Saturday, February 25

Art

 文化行事の少ないこの国ですが、昨夜は、フランス語を習っているAlliance Francaiseでのart exhibitionのオープニング。

 ダンスのレッスン後に遅れて駆けつけると、かなりの人。そんなに広いところではありませんが、一軒家で、1階部分がLibraryやラウンジスペースになっていて、そのラウンジスペースや玄関ホールを中心に絵が展示されています。artistは、フランス人ではなく、こちらでの在住が長いブラジル人女性。英国人のご主人の仕事についてきているという話でした。抽象画が中心。赤、黄、緑、黒などで、基本的には1色か2色。ときどき、植物などのモチーフが入っている作品もありました。モダンな白壁のリビングに映えそうな感じです。色はどれも少しくすみがかった感じで、好みのいい色合いです。すべてが売り物。終わる頃には、多くの作品の額に小さな丸いシールが。お値段は、500ドル前後(35000円)からいちばん高いもので1200ドル(84000円)程度。手の届かない額ではありませんが、狭い日本のおうちには少し大きくて立派すぎる作品ですし、抽象画はうちの雰囲気にもあわず、もともと印象派好みなので買うつもりはありませんでした。それでも、ゼロの数がひとつ少ないぐらいのミニサイズがあったら、考えたかもしれませんが。

 フランス語のクラスメートも来ていました。新婚の彼女は、もうじき新居に引っ越すということで、かなり真剣に絵の購入を考えていました。Mon Mariも来ているのでと、紹介してくれました。国営テレビ局でグラフィックデザインをやっていて、絵も描くartistとのこと。優しげでアート系といわれればなるほど、と納得する雰囲気を持っていました。それにしても国営テレビ局ではあまり仕事は楽しくないだろうと思えば、案の定。制限がありすぎ、自由に表現することも、新たなアイディアも受け入れられない、といっていました。ロンドンでアートやメディアの勉強をしたという彼は、いつか個展を開くのが夢。日本だったら、美術館はもちろん、小さなギャラリーもたくさんあって、この程度のスペースで新進アーティストも作品を展示する機会はあるという話をするとうらやましそうでした。

 今回の展示は抽象画。抽象画は、censorship boardからうるさくいわれずすんなり通るそう。前回の別のアーティストのときには、エンジェルがモチーフにはいっているものは外させられ、作品とはまったく関係ないラウンジのマガジンラックにあったElleの表紙が「ふさわしくない」と別の雑誌に入れ替えさせられたそうです。今回も、ブッダの雰囲気がある人の横顔を組み込んだ作品もあったようですが、許可がでないことを見越してか展示されていませんでした。
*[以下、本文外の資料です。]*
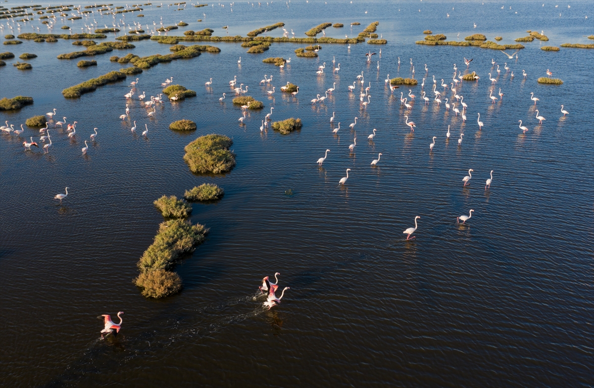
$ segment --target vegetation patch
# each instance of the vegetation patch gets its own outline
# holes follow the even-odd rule
[[[28,64],[26,62],[17,62],[15,64],[13,64],[12,66],[15,66],[19,70],[29,70],[29,69],[33,68],[31,64]]]
[[[0,111],[13,111],[20,109],[25,105],[33,103],[32,97],[17,96],[11,99],[4,97],[0,100]],[[45,124],[45,123],[44,123]]]
[[[185,218],[192,213],[192,206],[175,195],[163,195],[153,203],[165,218]]]
[[[163,90],[163,93],[169,97],[177,96],[178,100],[184,100],[187,97],[196,96],[195,92],[187,89],[181,85],[169,85]]]
[[[229,150],[233,141],[223,135],[201,136],[185,146],[184,160],[195,174],[221,174],[235,166],[235,155]]]
[[[286,61],[285,61],[285,58],[279,56],[276,58],[267,58],[266,59],[262,59],[262,62],[265,64],[274,64],[276,66],[280,66],[286,62]]]
[[[318,56],[318,53],[314,51],[305,51],[305,49],[300,48],[295,50],[295,55],[297,55],[297,56],[315,58]]]
[[[170,270],[182,255],[193,252],[203,242],[207,233],[204,225],[181,219],[161,223],[153,244],[137,264],[140,275],[134,282],[142,289],[142,295],[158,299],[178,292],[181,279]]]
[[[301,119],[296,119],[293,117],[286,120],[275,121],[272,123],[272,129],[278,131],[283,135],[287,135],[293,131],[301,130],[302,126]]]
[[[97,66],[96,61],[79,61],[76,64],[78,67],[89,67],[89,66]]]
[[[272,24],[271,26],[263,27],[262,28],[250,31],[248,33],[248,36],[257,36],[263,33],[266,32],[267,31],[270,31],[271,30],[274,30],[274,29],[277,29],[279,27],[283,27],[283,26],[285,26],[285,23],[278,23],[275,24]]]
[[[169,124],[169,129],[173,131],[195,131],[196,123],[191,120],[178,120]]]
[[[322,30],[324,30],[324,29],[328,28],[328,27],[330,27],[331,25],[332,25],[332,23],[322,23],[321,24],[320,24],[319,26],[317,26],[314,27],[314,28],[311,29],[309,31],[307,31],[305,33],[305,34],[307,35],[307,36],[315,36],[316,35],[317,35],[318,34],[319,34],[320,33],[321,33],[322,31]]]
[[[33,116],[33,117],[30,117],[27,119],[25,121],[25,124],[27,124],[27,127],[43,127],[45,125],[45,123],[48,122],[47,119],[45,118],[45,116],[42,115],[41,116]]]
[[[203,183],[191,190],[186,190],[184,197],[191,202],[199,201],[214,201],[220,200],[225,191],[219,186],[210,183]]]
[[[78,98],[84,93],[94,92],[97,86],[116,82],[125,78],[126,75],[123,72],[110,71],[101,77],[91,78],[89,81],[67,88],[62,91],[62,94],[66,98]]]
[[[538,78],[538,83],[539,84],[551,84],[553,85],[561,85],[563,83],[563,81],[559,78],[549,78],[546,77],[541,77]]]
[[[261,101],[258,101],[251,96],[240,96],[233,99],[233,103],[236,105],[247,105],[249,103],[250,109],[261,109],[264,104]]]
[[[576,49],[594,49],[594,45],[582,45],[581,43],[563,43],[561,47],[573,47]]]

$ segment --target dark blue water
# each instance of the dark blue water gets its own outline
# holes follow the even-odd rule
[[[64,99],[61,90],[129,65],[110,62],[110,55],[166,54],[169,45],[132,42],[132,50],[80,58],[98,62],[80,69],[78,59],[56,58],[81,49],[67,40],[3,45],[17,58],[23,52],[38,56],[28,61],[30,71],[13,67],[17,59],[0,68],[0,97],[35,100],[2,112],[2,125],[8,120],[18,128],[53,108],[56,116],[78,122],[74,140],[65,129],[50,130],[52,149],[45,154],[21,145],[30,136],[39,139],[37,130],[25,127],[20,137],[0,135],[2,386],[594,385],[594,58],[589,50],[539,48],[591,43],[591,2],[557,8],[549,2],[239,2],[202,8],[188,3],[183,11],[164,4],[143,7],[144,18],[118,15],[115,23],[138,21],[150,30],[162,17],[165,26],[189,23],[170,35],[208,27],[225,36],[221,27],[229,26],[229,35],[245,36],[283,21],[290,36],[292,30],[305,37],[305,31],[328,21],[345,27],[329,27],[326,35],[343,37],[377,20],[377,32],[388,43],[350,50],[323,45],[315,59],[295,55],[305,45],[273,43],[254,55],[239,43],[215,43],[219,54],[160,64],[138,76],[137,94],[156,95],[173,77],[173,83],[195,90],[195,97],[166,102],[150,118],[134,98],[123,121],[118,117],[132,77],[78,99]],[[52,32],[62,32],[64,24],[80,31],[94,20],[100,27],[113,21],[97,14],[74,21],[58,18]],[[355,21],[361,25],[351,27]],[[9,31],[6,23],[2,35],[18,34],[18,26]],[[37,19],[20,23],[21,32],[48,30]],[[550,40],[524,43],[518,59],[508,60],[479,48],[415,45],[426,29],[448,40],[483,33],[510,44],[527,30],[544,30]],[[366,62],[365,53],[380,48],[381,58]],[[291,62],[280,70],[262,63],[270,56]],[[464,57],[473,58],[467,69]],[[341,64],[337,74],[329,68],[333,58]],[[387,74],[411,77],[410,58],[419,85],[410,88],[416,98],[407,112],[400,93],[407,94],[408,88],[392,94],[384,80]],[[492,59],[501,65],[498,75]],[[506,62],[510,72],[503,68]],[[318,76],[324,62],[326,70]],[[442,78],[453,82],[454,64],[463,75],[473,71],[481,77],[457,87],[468,105],[466,122],[432,100],[434,75],[444,102],[456,102],[441,87]],[[537,83],[547,69],[563,84]],[[349,92],[361,71],[365,84]],[[489,72],[497,80],[492,87]],[[264,74],[273,81],[259,86]],[[234,75],[266,106],[249,112],[244,127],[237,121],[240,109],[231,103],[228,81]],[[205,87],[211,77],[212,86]],[[299,86],[296,96],[279,92],[287,81]],[[336,91],[312,105],[334,83]],[[269,97],[272,86],[276,92]],[[368,86],[371,103],[363,109],[359,93]],[[498,97],[499,88],[503,99],[491,104],[489,93]],[[429,104],[424,105],[422,90]],[[220,103],[223,92],[228,98]],[[539,99],[536,107],[530,92]],[[561,112],[562,104],[568,115]],[[302,129],[287,135],[261,133],[270,107],[273,120],[299,117]],[[546,118],[542,125],[536,109]],[[336,135],[333,112],[340,122]],[[405,115],[416,123],[414,133]],[[168,129],[182,118],[198,129]],[[134,120],[136,134],[129,130]],[[145,124],[146,138],[140,134]],[[94,127],[99,135],[89,143]],[[377,135],[368,141],[374,128]],[[224,176],[193,175],[182,160],[184,147],[213,133],[233,138],[237,166]],[[89,149],[82,156],[86,140]],[[327,149],[319,168],[315,161]],[[380,152],[380,162],[371,166]],[[347,168],[349,179],[340,187]],[[474,171],[465,187],[469,169]],[[152,202],[163,194],[181,197],[203,182],[225,190],[216,203],[193,205],[190,219],[210,228],[208,238],[176,267],[181,293],[146,299],[132,279],[162,221]],[[66,186],[69,195],[61,206],[52,197]],[[472,218],[457,224],[456,217],[471,209]],[[402,231],[414,226],[416,216],[416,238],[407,241]],[[262,277],[276,272],[281,287],[290,289],[282,305],[266,311],[254,296]],[[121,335],[99,340],[96,317],[119,311],[126,313]]]

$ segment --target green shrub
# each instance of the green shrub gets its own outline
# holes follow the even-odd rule
[[[184,197],[188,201],[214,201],[220,200],[225,194],[219,186],[210,183],[203,183],[200,186],[197,186],[191,190],[186,190]]]
[[[541,77],[541,78],[538,78],[538,83],[561,85],[563,84],[563,81],[560,80],[559,78],[549,78],[546,77]]]
[[[163,195],[153,203],[166,218],[185,218],[192,213],[192,207],[184,200],[178,200],[175,195]]]
[[[25,62],[17,62],[15,64],[13,64],[12,66],[15,66],[19,70],[29,70],[29,69],[32,69],[33,68],[31,64],[28,64]]]
[[[97,66],[96,61],[79,61],[76,64],[78,67],[89,67],[89,66]]]
[[[167,94],[168,97],[173,97],[177,94],[178,100],[184,100],[187,97],[195,97],[196,96],[195,92],[187,89],[181,85],[169,85],[163,90],[163,93]]]
[[[295,119],[293,117],[282,121],[275,121],[272,123],[272,129],[278,131],[283,135],[286,135],[293,131],[301,130],[303,124],[301,119]]]
[[[486,37],[482,34],[475,34],[464,38],[465,40],[486,40]]]
[[[196,174],[220,174],[235,166],[235,155],[229,150],[233,141],[222,135],[201,136],[186,146],[184,160]]]
[[[169,124],[169,129],[173,131],[195,131],[196,123],[191,120],[178,120]]]
[[[266,59],[262,59],[262,62],[265,64],[274,64],[276,66],[280,66],[286,62],[286,61],[283,58],[276,57],[267,58]]]
[[[27,119],[25,124],[27,124],[27,127],[43,127],[47,122],[48,120],[45,118],[45,116],[33,116]]]
[[[179,275],[164,269],[143,272],[134,279],[134,283],[142,289],[143,296],[154,299],[177,294],[182,289]]]
[[[577,49],[594,49],[594,45],[582,45],[581,43],[563,43],[561,47],[573,47]]]
[[[240,96],[233,99],[233,103],[236,105],[247,105],[248,102],[250,109],[261,109],[264,108],[261,101],[258,101],[251,96]]]
[[[0,100],[0,111],[12,111],[20,109],[25,105],[33,103],[31,97],[17,96],[11,99],[4,97]],[[44,123],[45,124],[45,123]]]

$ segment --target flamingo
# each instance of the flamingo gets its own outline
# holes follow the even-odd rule
[[[532,100],[532,101],[534,101],[534,105],[536,105],[536,102],[537,101],[540,101],[540,100],[539,99],[537,99],[536,97],[535,97],[534,96],[534,93],[532,93],[532,92],[530,92],[530,95],[531,96],[530,97],[530,99]]]
[[[353,128],[355,128],[355,125],[356,124],[357,124],[357,119],[358,118],[359,118],[358,117],[355,117],[355,122],[352,122],[352,123],[350,123],[350,125],[349,125],[349,127],[350,128],[350,129],[353,129]]]
[[[350,169],[346,169],[346,176],[340,179],[340,181],[338,182],[339,185],[342,185],[343,186],[345,185],[345,184],[346,182],[346,179],[349,179],[349,171],[350,171]]]
[[[522,120],[518,120],[520,122],[520,129],[523,131],[522,133],[526,133],[528,130],[528,128],[522,125]]]
[[[462,182],[464,182],[464,185],[466,186],[468,181],[470,180],[472,178],[472,174],[470,174],[470,171],[474,171],[472,168],[468,170],[468,175],[462,178]]]
[[[409,122],[408,116],[407,116],[406,115],[405,115],[405,117],[406,118],[406,125],[410,127],[410,131],[411,131],[414,132],[415,130],[413,130],[413,127],[414,128],[416,128],[416,125],[415,125],[415,123],[413,122],[412,122],[412,121]]]
[[[486,180],[486,182],[485,184],[485,190],[486,190],[486,187],[488,186],[489,188],[491,188],[491,182],[493,181],[493,170],[491,171],[491,178]]]
[[[318,166],[322,165],[322,163],[324,163],[324,161],[326,160],[327,157],[328,157],[328,153],[330,152],[330,150],[326,150],[326,153],[324,155],[324,157],[320,157],[319,159],[318,159]]]
[[[103,317],[103,323],[105,324],[105,327],[103,330],[101,330],[101,338],[103,339],[104,338],[103,334],[109,334],[110,333],[113,333],[113,329],[115,329],[116,334],[114,335],[117,335],[119,333],[119,329],[122,327],[122,322],[124,320],[122,319],[121,314],[124,314],[124,311],[120,311],[118,313],[118,318],[119,318],[119,323],[115,324],[112,322],[111,317],[107,314],[103,314],[100,317]],[[100,317],[97,317],[100,319]]]
[[[65,198],[66,198],[68,196],[68,189],[69,188],[70,188],[69,187],[67,187],[66,188],[66,189],[65,189],[66,194],[63,194],[62,193],[60,193],[60,194],[56,194],[55,197],[53,197],[53,199],[55,199],[55,200],[60,200],[60,203],[62,203],[62,200],[64,199]]]
[[[355,146],[357,145],[357,138],[355,137],[355,138],[353,138],[353,141],[355,143],[353,144],[350,144],[350,146],[349,146],[349,152],[352,152],[353,150],[355,149]]]
[[[373,133],[368,136],[367,138],[369,140],[372,140],[374,137],[375,137],[375,128],[373,129]]]
[[[380,161],[380,158],[381,157],[381,156],[383,154],[384,154],[381,153],[381,152],[380,153],[378,153],[377,154],[377,159],[374,159],[373,160],[371,161],[371,165],[372,166],[375,166],[375,165],[377,165],[378,162]]]
[[[416,217],[415,217],[415,227],[414,228],[409,228],[407,229],[406,229],[406,231],[405,231],[404,232],[402,232],[402,233],[405,234],[405,235],[408,235],[407,236],[406,236],[406,239],[407,240],[409,239],[409,238],[410,238],[410,235],[412,235],[412,234],[415,233],[415,231],[416,230],[416,228],[418,228],[418,226],[416,225],[416,219],[418,219],[418,218],[421,218],[421,216],[417,216]],[[415,238],[415,236],[413,236],[412,238]]]
[[[457,222],[458,223],[460,223],[460,220],[462,220],[462,223],[465,223],[466,222],[466,220],[470,219],[470,217],[472,216],[473,212],[474,212],[474,210],[471,209],[470,211],[469,212],[467,217],[466,217],[466,216],[460,216],[460,217],[456,217],[456,219],[457,220]]]

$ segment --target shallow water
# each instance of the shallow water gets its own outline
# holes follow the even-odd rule
[[[223,36],[220,27],[229,25],[229,34],[245,36],[283,21],[296,36],[305,37],[303,31],[331,21],[346,27],[330,27],[327,36],[342,37],[378,20],[377,33],[388,41],[381,46],[381,58],[374,56],[370,64],[365,53],[380,46],[365,43],[350,50],[323,45],[315,59],[295,56],[305,45],[273,43],[264,53],[251,55],[239,43],[214,43],[219,54],[160,64],[138,76],[136,90],[147,96],[159,93],[172,76],[173,83],[197,93],[160,105],[153,118],[133,99],[130,119],[118,118],[132,77],[78,99],[67,100],[61,92],[129,65],[109,62],[110,55],[165,54],[169,45],[132,42],[132,50],[75,60],[56,58],[81,49],[65,40],[2,46],[17,57],[39,56],[29,61],[33,69],[27,72],[11,66],[17,59],[0,68],[0,97],[23,94],[35,100],[19,111],[3,112],[0,121],[18,127],[55,108],[57,116],[78,122],[80,134],[69,140],[65,130],[50,130],[53,149],[47,154],[23,151],[21,143],[38,137],[36,130],[26,129],[21,138],[0,135],[2,386],[594,385],[594,118],[588,108],[594,100],[593,53],[539,49],[591,43],[585,36],[594,33],[594,5],[327,2],[252,7],[241,2],[232,12],[227,4],[195,8],[188,3],[177,11],[154,3],[143,7],[144,18],[118,15],[126,23],[159,24],[161,16],[166,26],[189,23],[172,35],[210,27]],[[344,16],[326,17],[334,15]],[[76,31],[93,18],[100,27],[113,20],[93,14],[64,24]],[[204,21],[193,21],[197,18]],[[351,27],[353,21],[361,25]],[[56,32],[62,24],[53,32]],[[427,28],[448,40],[459,32],[460,40],[476,33],[489,39],[500,35],[504,44],[526,35],[526,30],[544,30],[550,40],[524,43],[517,61],[508,62],[514,78],[504,70],[497,77],[493,91],[501,87],[503,100],[491,104],[488,73],[497,74],[491,58],[502,65],[507,58],[479,48],[415,45]],[[8,32],[5,28],[2,36]],[[282,34],[282,29],[268,33]],[[269,56],[290,57],[291,62],[281,70],[261,62]],[[464,56],[473,58],[467,71]],[[328,71],[333,57],[341,64],[337,75]],[[400,92],[408,89],[392,94],[384,80],[388,73],[410,77],[409,58],[419,85],[411,88],[417,97],[407,113]],[[99,65],[79,69],[80,59]],[[324,62],[326,72],[316,77]],[[441,78],[451,80],[454,63],[463,74],[475,71],[481,77],[458,87],[469,106],[465,123],[444,104],[424,105],[421,99],[425,64],[424,90],[432,96],[432,76],[438,86]],[[563,85],[536,83],[548,68]],[[353,93],[347,89],[362,71],[364,86],[371,83],[366,110],[358,100],[364,87],[358,84]],[[258,86],[264,74],[273,75],[270,87]],[[238,125],[240,109],[231,103],[228,86],[235,75],[266,106],[250,112],[245,127]],[[206,87],[210,77],[213,84]],[[287,81],[299,86],[296,97],[279,91]],[[312,106],[309,100],[334,82],[336,90],[325,103]],[[272,86],[273,98],[266,94]],[[438,90],[443,100],[451,94]],[[222,103],[223,92],[228,98]],[[540,99],[536,108],[530,92]],[[569,115],[563,116],[561,104]],[[273,119],[299,117],[303,128],[288,135],[261,133],[270,107]],[[546,119],[542,125],[535,109]],[[329,123],[333,112],[341,123],[337,135]],[[405,114],[416,123],[413,133]],[[355,116],[359,119],[351,131]],[[168,129],[181,118],[195,121],[198,130]],[[520,119],[529,128],[526,134],[518,128]],[[140,132],[147,124],[147,138],[131,133],[134,120]],[[81,156],[96,127],[97,141]],[[373,128],[377,134],[369,141]],[[224,176],[192,175],[182,159],[184,147],[212,133],[233,138],[237,166]],[[349,154],[355,136],[357,146]],[[327,149],[328,158],[318,168],[315,161]],[[380,152],[380,163],[371,167]],[[349,179],[340,187],[346,168]],[[470,185],[463,187],[470,168]],[[485,190],[491,170],[493,183]],[[225,195],[216,203],[193,205],[192,222],[204,224],[210,234],[176,267],[184,289],[165,299],[146,299],[131,280],[162,220],[152,201],[163,194],[180,197],[204,182],[220,185]],[[52,198],[65,186],[69,195],[60,206]],[[457,224],[456,217],[470,209],[472,217]],[[417,215],[416,238],[405,241],[402,231],[413,226]],[[281,306],[266,311],[255,292],[263,277],[277,271],[281,287],[290,289]],[[121,335],[99,340],[102,323],[96,317],[118,311],[126,313]]]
 フランス語のクラスメートいわく、実は、結構若手artistはいるのに、その作品を展示する場がないというのです。とても残念なことです。彼女が大学時代に詩のサークルをつくり、朗読、詩を作るほか、ドラマをやろうとはりきったものの、いろいろと制約を課せられなかなかうまくいかなかった話なども聞き、artに対する関心がある人が少なく、理解を示す人も少ないことを感じました。若い世代は、もっと、柔軟。フラストレーションは感じていると思います。ただ、中にいれば保障された豊かな生活。壁を打ち破るほどの勢いや情熱には欠けている、かもしれません。

 個展は10年後に、といっていましたが、そんなことをいわず、ぜひ1年以内に実現させて欲しいと思いました。